I think the key is something like this:
Theorem. If $G=\langle Y\rangle$ and $N=\langle X\rangle^G$ for subsets $X$ and $Y$ of $G$, then $[N,G]=[X,Y]^G$.
(This is Proposition 1.2.8 in Susan McKay’s Finite $p$-groups, Queen Mary Maths Notes 18)
Here, $H^G$ for subgroup $H$ means the normal closure of $H$ in $G$, and $[X,Y] = \langle [x,y]\mid x\in X, y\in Y\rangle$.
Now, taking $N=G=X=Y$ gives that $[G,G]$ is the normal closure of the subgroup generated by the commutators; but since $[x,y]^g = [x^g,y^g]$, this subgroup is already normal.
Now, we can replace $G$ with $G’$, $N$ with $G’$, and let $X=Y=\{[x,y]\mid x,y\in G\}$. We note that $X$ and $Y$ are closed under conjugation.
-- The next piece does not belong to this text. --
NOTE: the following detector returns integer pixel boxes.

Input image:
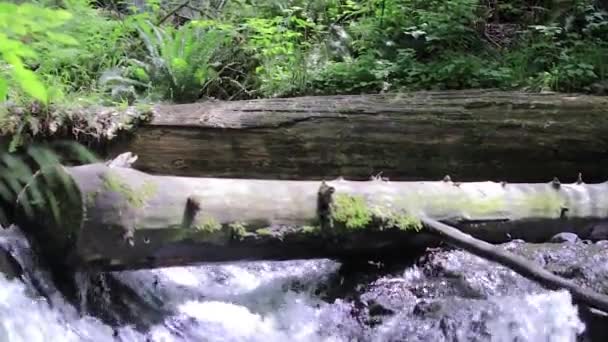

Then $[G’,G’] = [X,Y]^G = [X,Y]$ is generated by elements of the form $\bigl[ [x,y],[z,w]\bigr]$.
Then we apply the theorem taking $G$ and $N$ to be $G’’$, and taking $X$ and $Y$ to be the set of commutators-of-commutators, $[[x,y],[z,w]]$. Etc.
To prove the theorem: let’s state the commutator identities:
$$\begin{align*}
[y,x]^{-1} &= [x,y] \\
[xy,z] &= [x,z]^y[y,z]\\
[x,yz] &= [x,z][x,y]^z\\
[x,y^{-1}] &= [y,x]^{y^{-1}}\\
[x^{-1},y] &= [y,x]^{x^{-1}}
\end{align*}$$
My commutator convention is that $[x,y]=x^{-1}y^{-1}xy$; if your convention is $[x,y]=xyx^{-1}y^{-1}$ you need to tweak the identities above.
Now, clearly each element of the generating set of $[X,Y]$ lies in $[N,G]$, which is normal, so $[X,Y]^G$ is contained in $[N,G]$. Thanks to the commutator identities, every element of $[N,G]$ is a product of conjugates of powers of elements of
the form $[x^z,y]$ with $x\in X$, $y\in Y$, and $z\in G$. Since $[x^z,y] = [x,y^{z^{-1}}]^z$ and $y^{z^{-1}}\in\langle Y\rangle$, the commutator identities show that $[N,G]\subseteq [X,Y]^G$, giving the desired equality.